Two stories sort of jumped out in the "most disturbing" category, "A Night in a Cathedral" and "The Picture on the Wall." In the first a young officer becomes "obsessed" with a young woman who lives with her father near his regiment's barracks to the point that he follows her every evening as she enters a "gothic" cathedral for Evensong. He does this for months on end, hiding in the shadows to prevent being observed. One night, not feeling well while "inhaling one knew not what foul vapours" he faints, only to find himself completely alone, locked inside the the cathedral, and realizes he must stay there until the morning, in the dark with no light. It's then that he notices the waters rising over the floors ... "The Picture on the Wall" begins as a young woman refuses to give the man who loves her a specific wedding date, for reasons she will not reveal. Eventually though she takes him home to meet her father, who not only seems hostile towards him but also puts him in a certain room of the house for his stay. This is another one where I thought I could guess the ending, but I was (happy to be) very, very mistaken.

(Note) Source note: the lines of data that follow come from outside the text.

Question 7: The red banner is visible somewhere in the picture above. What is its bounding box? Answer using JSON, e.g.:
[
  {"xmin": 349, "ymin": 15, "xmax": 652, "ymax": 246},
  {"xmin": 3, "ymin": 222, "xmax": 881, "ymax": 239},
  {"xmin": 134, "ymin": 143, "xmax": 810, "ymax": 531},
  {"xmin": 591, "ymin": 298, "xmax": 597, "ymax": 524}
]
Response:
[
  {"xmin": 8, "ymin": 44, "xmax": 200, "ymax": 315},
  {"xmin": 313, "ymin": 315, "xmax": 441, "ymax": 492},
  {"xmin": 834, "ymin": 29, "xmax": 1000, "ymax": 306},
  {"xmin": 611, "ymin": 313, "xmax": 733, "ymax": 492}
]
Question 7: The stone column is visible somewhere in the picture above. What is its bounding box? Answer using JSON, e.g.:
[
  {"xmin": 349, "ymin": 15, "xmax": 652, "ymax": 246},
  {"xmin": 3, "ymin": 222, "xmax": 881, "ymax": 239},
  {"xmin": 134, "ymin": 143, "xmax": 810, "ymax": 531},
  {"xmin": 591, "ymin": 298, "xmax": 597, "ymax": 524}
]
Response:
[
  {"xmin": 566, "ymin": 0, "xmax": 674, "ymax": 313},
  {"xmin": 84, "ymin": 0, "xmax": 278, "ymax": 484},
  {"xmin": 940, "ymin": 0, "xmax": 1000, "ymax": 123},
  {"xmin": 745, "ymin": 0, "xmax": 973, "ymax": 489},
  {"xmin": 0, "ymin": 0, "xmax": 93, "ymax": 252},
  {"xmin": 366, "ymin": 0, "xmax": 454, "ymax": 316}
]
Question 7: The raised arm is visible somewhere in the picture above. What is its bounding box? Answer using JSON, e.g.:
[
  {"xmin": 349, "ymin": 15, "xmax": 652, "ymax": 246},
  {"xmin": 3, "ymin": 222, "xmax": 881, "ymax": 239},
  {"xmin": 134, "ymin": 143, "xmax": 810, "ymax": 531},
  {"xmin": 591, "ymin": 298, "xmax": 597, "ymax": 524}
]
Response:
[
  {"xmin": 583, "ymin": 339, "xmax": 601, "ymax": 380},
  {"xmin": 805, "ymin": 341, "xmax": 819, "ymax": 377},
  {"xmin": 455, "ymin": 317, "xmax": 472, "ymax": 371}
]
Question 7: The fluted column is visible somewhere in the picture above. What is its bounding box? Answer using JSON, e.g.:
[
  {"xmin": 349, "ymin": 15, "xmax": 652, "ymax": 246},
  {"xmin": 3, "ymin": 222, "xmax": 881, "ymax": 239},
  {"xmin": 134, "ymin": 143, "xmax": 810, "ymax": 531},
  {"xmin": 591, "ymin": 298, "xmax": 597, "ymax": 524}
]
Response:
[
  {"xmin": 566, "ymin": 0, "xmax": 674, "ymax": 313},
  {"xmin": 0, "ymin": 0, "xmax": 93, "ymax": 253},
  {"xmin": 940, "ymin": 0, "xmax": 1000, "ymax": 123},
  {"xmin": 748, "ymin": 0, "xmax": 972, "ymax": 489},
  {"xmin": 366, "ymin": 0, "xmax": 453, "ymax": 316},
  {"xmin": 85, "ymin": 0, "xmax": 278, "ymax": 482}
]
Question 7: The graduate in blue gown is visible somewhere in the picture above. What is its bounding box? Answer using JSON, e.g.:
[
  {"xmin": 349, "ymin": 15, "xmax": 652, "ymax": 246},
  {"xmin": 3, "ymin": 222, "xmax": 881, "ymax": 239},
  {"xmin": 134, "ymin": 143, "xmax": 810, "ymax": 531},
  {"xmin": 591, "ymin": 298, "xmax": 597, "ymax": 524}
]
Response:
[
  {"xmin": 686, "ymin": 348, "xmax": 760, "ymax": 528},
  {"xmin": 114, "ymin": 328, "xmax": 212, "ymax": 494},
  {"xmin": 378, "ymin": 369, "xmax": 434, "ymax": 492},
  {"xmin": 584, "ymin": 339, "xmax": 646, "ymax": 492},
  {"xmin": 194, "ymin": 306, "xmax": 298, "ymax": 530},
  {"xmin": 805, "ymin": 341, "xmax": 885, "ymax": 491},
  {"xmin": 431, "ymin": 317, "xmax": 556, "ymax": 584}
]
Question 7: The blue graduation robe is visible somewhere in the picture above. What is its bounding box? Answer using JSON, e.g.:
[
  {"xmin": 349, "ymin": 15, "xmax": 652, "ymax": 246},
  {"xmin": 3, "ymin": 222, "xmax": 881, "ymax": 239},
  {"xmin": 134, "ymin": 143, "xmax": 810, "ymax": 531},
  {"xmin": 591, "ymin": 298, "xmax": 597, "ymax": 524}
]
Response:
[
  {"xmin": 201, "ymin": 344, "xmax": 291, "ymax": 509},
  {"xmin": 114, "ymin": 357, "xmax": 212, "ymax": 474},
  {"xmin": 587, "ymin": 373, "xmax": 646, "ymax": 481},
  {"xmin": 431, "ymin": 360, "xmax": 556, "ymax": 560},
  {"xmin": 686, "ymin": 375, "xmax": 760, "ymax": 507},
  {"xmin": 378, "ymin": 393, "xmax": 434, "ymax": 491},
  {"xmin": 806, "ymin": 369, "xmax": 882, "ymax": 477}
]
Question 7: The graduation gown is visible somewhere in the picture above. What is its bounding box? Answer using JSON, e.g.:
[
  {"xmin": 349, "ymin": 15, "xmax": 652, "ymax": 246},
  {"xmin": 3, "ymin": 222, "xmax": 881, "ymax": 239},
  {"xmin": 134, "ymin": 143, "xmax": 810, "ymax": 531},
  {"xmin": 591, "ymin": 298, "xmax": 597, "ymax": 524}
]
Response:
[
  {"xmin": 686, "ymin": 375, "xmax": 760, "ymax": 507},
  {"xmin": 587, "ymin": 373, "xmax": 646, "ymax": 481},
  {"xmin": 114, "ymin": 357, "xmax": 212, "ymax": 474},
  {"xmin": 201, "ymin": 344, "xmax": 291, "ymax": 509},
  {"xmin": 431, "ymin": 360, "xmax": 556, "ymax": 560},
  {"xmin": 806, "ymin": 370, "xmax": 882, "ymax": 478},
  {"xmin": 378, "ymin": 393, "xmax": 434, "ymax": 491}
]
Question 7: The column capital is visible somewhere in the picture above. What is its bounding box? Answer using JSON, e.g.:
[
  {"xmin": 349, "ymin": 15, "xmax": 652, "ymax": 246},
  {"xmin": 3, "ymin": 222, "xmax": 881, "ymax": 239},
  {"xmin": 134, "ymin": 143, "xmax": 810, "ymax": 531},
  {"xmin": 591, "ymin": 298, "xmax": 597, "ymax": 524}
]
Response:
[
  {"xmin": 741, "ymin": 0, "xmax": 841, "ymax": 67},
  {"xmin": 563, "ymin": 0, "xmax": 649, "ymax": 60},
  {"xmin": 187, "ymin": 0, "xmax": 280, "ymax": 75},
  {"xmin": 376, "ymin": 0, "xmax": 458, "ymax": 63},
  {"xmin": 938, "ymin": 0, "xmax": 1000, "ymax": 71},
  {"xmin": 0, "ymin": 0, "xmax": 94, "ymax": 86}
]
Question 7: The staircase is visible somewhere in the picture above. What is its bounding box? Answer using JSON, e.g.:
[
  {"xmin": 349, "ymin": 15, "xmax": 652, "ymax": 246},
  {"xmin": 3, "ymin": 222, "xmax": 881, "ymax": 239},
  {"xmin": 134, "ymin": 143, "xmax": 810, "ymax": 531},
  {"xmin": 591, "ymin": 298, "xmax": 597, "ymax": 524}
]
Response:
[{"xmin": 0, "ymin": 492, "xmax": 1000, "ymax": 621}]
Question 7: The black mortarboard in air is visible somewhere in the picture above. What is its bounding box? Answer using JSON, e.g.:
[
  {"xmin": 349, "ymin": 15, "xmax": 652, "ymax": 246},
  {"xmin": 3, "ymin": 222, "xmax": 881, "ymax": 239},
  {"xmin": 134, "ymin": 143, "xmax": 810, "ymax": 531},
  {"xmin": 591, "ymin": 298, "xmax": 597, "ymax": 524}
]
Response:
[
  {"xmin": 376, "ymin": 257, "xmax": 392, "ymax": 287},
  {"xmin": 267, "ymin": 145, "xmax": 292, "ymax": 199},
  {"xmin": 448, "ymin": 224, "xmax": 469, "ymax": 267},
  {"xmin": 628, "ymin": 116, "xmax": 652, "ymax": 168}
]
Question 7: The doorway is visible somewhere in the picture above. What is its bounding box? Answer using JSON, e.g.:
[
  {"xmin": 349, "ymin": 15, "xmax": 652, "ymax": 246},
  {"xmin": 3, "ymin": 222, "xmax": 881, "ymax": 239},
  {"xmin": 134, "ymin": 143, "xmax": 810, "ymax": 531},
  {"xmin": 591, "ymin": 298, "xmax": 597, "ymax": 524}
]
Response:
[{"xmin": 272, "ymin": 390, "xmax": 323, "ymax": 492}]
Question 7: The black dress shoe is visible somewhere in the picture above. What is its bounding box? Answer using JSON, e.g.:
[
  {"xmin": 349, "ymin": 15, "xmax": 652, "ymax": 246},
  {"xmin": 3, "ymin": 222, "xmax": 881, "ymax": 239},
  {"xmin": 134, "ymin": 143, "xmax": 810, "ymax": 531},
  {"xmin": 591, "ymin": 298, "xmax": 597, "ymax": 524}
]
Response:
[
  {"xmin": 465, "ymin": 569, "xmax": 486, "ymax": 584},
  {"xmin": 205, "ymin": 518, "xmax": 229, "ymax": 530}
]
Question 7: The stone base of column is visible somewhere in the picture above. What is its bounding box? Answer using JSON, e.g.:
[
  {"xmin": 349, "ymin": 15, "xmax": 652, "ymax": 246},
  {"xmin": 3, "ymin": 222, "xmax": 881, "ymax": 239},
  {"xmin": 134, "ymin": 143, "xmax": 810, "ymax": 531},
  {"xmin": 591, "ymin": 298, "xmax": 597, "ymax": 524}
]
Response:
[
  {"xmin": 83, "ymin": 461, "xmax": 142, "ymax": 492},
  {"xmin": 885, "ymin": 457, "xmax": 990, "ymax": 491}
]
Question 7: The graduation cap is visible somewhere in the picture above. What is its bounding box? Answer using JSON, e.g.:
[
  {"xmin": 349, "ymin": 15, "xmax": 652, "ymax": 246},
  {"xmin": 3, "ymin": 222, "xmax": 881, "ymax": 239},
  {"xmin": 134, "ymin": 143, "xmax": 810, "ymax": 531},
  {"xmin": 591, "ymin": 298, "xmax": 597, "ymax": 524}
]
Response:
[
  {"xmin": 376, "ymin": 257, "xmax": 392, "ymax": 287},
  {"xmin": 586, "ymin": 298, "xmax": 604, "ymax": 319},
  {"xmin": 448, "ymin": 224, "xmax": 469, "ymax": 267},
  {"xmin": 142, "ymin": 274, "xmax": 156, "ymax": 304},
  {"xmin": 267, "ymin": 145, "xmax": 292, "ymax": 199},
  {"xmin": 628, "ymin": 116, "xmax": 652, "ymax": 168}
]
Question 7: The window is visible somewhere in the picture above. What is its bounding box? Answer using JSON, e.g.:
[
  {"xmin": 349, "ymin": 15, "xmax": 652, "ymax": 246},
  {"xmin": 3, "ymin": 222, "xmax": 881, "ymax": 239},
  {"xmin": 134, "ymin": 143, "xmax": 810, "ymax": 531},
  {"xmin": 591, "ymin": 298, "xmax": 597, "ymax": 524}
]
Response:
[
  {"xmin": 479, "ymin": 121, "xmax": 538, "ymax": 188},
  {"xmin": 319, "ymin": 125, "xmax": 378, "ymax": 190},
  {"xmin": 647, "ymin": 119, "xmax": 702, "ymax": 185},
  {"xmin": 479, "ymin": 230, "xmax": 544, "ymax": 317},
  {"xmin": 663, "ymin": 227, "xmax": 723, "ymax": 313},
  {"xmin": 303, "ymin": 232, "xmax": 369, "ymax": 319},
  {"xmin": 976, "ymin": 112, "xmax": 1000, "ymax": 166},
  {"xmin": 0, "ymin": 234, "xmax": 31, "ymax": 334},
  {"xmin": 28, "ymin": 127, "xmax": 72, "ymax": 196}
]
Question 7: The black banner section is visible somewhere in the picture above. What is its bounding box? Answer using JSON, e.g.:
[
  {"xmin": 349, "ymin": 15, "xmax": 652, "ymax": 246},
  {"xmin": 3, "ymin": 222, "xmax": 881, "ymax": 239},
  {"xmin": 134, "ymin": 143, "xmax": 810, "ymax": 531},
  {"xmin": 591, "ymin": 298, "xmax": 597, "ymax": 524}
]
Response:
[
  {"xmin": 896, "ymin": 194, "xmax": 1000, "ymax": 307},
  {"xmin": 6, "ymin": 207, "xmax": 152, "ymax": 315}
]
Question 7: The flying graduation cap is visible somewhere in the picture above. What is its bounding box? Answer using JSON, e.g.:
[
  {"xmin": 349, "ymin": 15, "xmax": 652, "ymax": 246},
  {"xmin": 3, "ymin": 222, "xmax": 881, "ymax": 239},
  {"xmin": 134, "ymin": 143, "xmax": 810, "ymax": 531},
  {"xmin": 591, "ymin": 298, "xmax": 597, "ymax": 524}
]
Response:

There are still another half dozen or so stories remaining in this volume , along with a number of poems; the final section of the book includes other short writings, including a "weird tale," by the author, a "chat" with Tynan, and a brief anecdote about fantasy author Lord Dunsany. All in all it's a fine and engrossing collection; and while not unexpectedly some stories worked better for me than others, it was still a great pleasure to read and to lose myself in this author's strange tales. Leave it until the end, but do not miss the great introduction by Peter Bell. I'll happily recommend this book to others who enjoy finding new (old) authors, women writers whose work has sadly sank into obscurity, and to those readers who are fans of older Irish fiction and folklore as well. And it's from Swan River Press, which has provided me with hours and hours of great reading time over the last few years, so you know it's going to be good.